Former California Gov. Arnold Schwarzenegger is preparing for a new role.
The longtime Hollywood action star who was the last Republican elected governor in Democrat-dominated California is gearing up to oppose the push by current Gov. Gavin Newsom to scrap the state’s non-partisan redistricting commission.
“He calls gerrymandering evil, and he means that. He thinks it’s truly evil for politicians to take power from people,” Schwarzenegger spokesperson Daniel Ketchell told Politico.
Newsom, whom pundits view as a likely contender for the 2028 Democratic presidential nomination, aims to redraw California’s congressional maps, to give the state five more blue-leaning House districts ahead of next year’s midterm elections.
The push by Newsom is a counter effort to negate a move underway by Republicans in GOP-dominated Texas to create five more right-leaning congressional districts at President Donald Trump’s urging.
The Republican push in Texas is part of a broader effort by the GOP across the country to keep control of their razor-thin House majority, and cushion losses elsewhere in the country, as the party in power traditionally faces political headwinds and loses seats in midterm elections.
Trump and his political team are aiming to prevent what happened during his first term in the White House, when Democrats stormed back to grab the House majority in the 2018 midterms.

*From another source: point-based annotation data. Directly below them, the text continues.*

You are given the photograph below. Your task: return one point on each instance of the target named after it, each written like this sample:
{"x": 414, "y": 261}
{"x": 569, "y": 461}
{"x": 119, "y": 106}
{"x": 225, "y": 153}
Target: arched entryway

“Texas will be the biggest one,” the president told reporters recently, as he predicted the number of GOP-friendly seats that could be added through redistricting in the reliably red state. “Just a simple redrawing, we pick up five seats.”
Scores of Texas Democrats in the state legislature fled the state, to prevent Republicans from holding votes to pass the new maps. Republican Gov. Greg Abbott has called for those lawmakers to be arrested and prosecuted upon their return to the Lone Star State.

The moves by Republicans and Democrats to implement rare mid-decade redistricting is opposed by Schwarzenegger, who championed California’s nonpartisan redistricting system.
“He’s opposed to what Texas is doing, and he’s opposed to the idea that California would race to the bottom to do the same thing,” Ketchell added.
Schwarzenegger, during his tenure as governor, had a starring role in the passage of constitutional amendments in California in 2008 and 2010 that took the power to draw state legislative and congressional districts away from politicians and place it in the hands of an independent commission.
While the Republican push in Texas to upend the current congressional maps doesn’t face constitutional constraints, Newsom’s path in California is much more complicated.

Newsom said the people of California would have the final say.
“We will offer them the opportunity to make judgments for themselves, again, only if Texas moves forward,” Newsom said.